Rewind to the middle of 2016. We began feeling less at home in our church, which nudged us toward investigating some other location options, or even moving within the DC Metro area. Shortly after this, my division at work brought on some new management who insisted on doing things “their way.” While I don’t believe their vision for what’s next is bad, it is very different from what I envisioned; I felt a longing to work in a place that aligned with my own personal values. A few months later, in October of 2016, Greg and I had just landed at DCA from an incredible wedding in Mexico, and as soon the plane touched down I could feel it in my gut…we weren’t supposed to be in the DC area anymore.
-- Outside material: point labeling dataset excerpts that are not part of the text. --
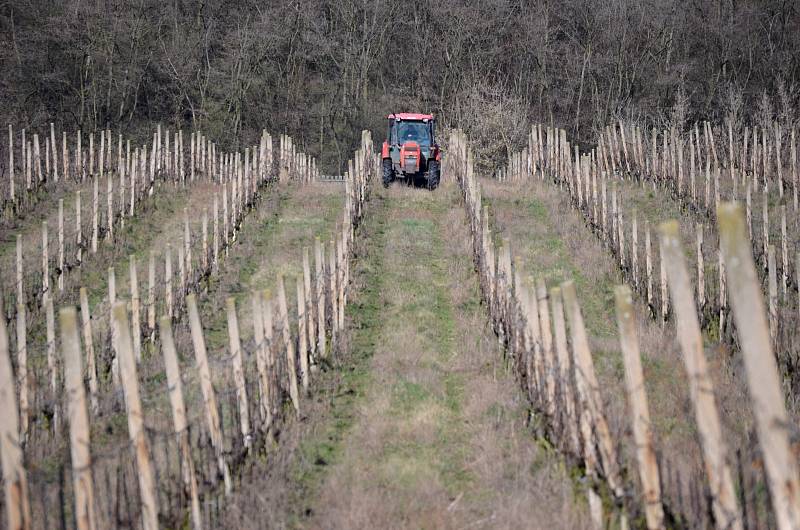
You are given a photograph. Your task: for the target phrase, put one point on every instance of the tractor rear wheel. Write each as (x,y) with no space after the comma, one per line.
(388,172)
(433,174)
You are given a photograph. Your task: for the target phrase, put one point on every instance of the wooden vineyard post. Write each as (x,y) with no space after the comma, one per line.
(319,279)
(547,346)
(112,299)
(22,368)
(784,256)
(204,260)
(136,325)
(333,290)
(584,372)
(61,271)
(701,282)
(168,281)
(109,207)
(269,374)
(261,358)
(88,341)
(52,366)
(15,482)
(179,415)
(20,284)
(288,344)
(564,370)
(95,198)
(238,369)
(215,235)
(772,283)
(302,335)
(341,279)
(762,372)
(726,512)
(187,242)
(535,368)
(151,294)
(309,296)
(639,411)
(83,484)
(45,259)
(207,387)
(11,183)
(136,428)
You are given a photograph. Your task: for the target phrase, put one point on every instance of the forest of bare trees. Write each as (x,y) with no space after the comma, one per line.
(320,70)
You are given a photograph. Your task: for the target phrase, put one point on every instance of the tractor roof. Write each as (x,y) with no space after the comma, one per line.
(409,116)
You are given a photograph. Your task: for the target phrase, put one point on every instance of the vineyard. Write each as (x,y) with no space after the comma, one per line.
(601,338)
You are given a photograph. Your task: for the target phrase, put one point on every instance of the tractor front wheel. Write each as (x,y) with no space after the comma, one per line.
(433,174)
(388,172)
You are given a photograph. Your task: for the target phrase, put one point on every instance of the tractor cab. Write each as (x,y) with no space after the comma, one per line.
(410,151)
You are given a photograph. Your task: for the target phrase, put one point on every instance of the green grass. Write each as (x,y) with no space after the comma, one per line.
(545,255)
(324,448)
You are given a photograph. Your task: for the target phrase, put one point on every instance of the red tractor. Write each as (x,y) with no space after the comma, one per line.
(410,151)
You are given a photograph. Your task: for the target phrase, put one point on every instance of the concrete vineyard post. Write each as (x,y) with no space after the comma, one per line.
(136,427)
(83,485)
(639,410)
(584,372)
(762,372)
(15,482)
(88,341)
(179,415)
(701,387)
(207,388)
(238,370)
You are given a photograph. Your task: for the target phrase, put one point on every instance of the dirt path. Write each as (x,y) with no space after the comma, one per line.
(440,437)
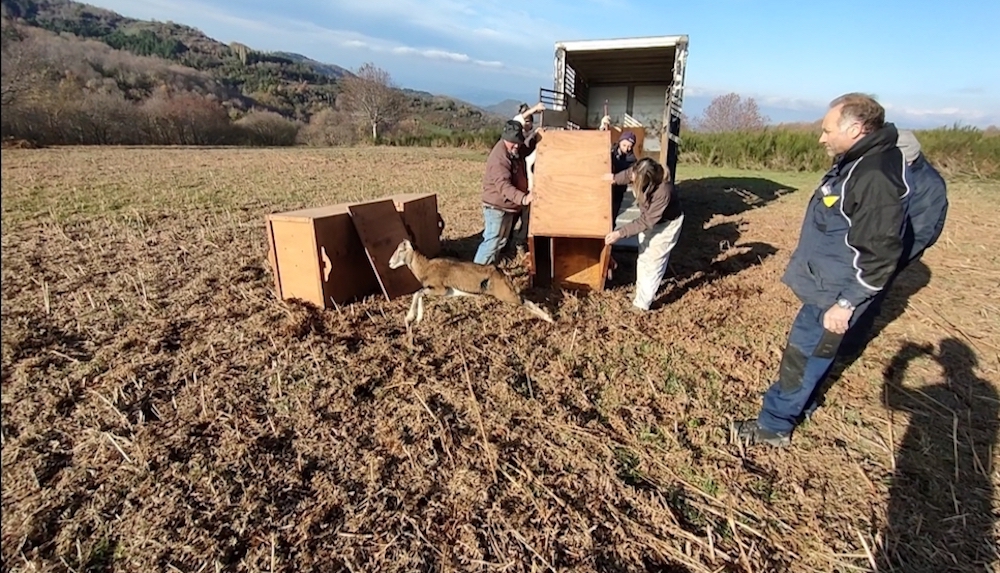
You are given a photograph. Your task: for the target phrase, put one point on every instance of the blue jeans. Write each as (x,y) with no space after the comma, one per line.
(497,225)
(804,367)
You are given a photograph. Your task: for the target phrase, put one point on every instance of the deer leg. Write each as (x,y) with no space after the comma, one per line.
(420,309)
(455,292)
(412,314)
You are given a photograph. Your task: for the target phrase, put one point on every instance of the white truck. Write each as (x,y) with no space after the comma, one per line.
(638,82)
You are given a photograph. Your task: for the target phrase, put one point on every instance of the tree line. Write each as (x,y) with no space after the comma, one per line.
(58,91)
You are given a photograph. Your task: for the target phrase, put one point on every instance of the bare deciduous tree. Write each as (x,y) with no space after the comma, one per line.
(732,113)
(22,65)
(371,95)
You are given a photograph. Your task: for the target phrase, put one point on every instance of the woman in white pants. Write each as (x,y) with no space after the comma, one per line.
(658,225)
As we drove home and parked in our lot, I still didn’t feel at home; the gut reaction just grew stronger.
I can’t remember how Colorado first came up, but once it was in our view, it began popping up everywhere. We’d meet people from Colorado (like, the only other non-familial American at a wedding in Austria, people at the grocery store, and even friends from childhood). We’d hear about Colorado, see license plates at every turn during conversations about moving, and hear it referenced left and right. After grasping this very large hint, we decided to visit in February 2017.
The feeling we got there was energizing. We seriously kept forgetting we weren’t home! I distinctly remember a time, after leaving REI, where we hopped in the rental car and just started driving…like we knew where we were going! My intuition knew that this area was where I was supposed to be which led me to saying “I want to do this” out loud both on top of the Flatirons in Boulder and Garden of the Gods in Colorado Springs.
And my intuition reminded me of this feeling the minute we got back to Woodbridge. For the next several months, I became more and more numb to this gut feeling (as often happens with time). But the real moment I made the decision in my mind, and not just my heart, came on a beautiful summer night near the Capital in downtown Washington DC; I stated boldly, “This is beautiful…and I’ve done this. I’m ready for our next adventure!” Even though I knew we were ready, I was also a bit scared to leave the place I’d called home for the last 12 years (and the place Greg has pretty much always called home).
And then the job popped up.
I don’t remember exactly why I felt pulled to look on the University of Colorado jobs website on June 7…I hadn’t looked in a while. But I saw it. An opening in the Organizational and Employee Development office, doing exactly what I do now, in a college setting, in BOULDER! At the bottom of the job description it said: “Be collaborative. Be resourceful. Be strategic. Be Boulder.” With a tagline like that, how could I not apply?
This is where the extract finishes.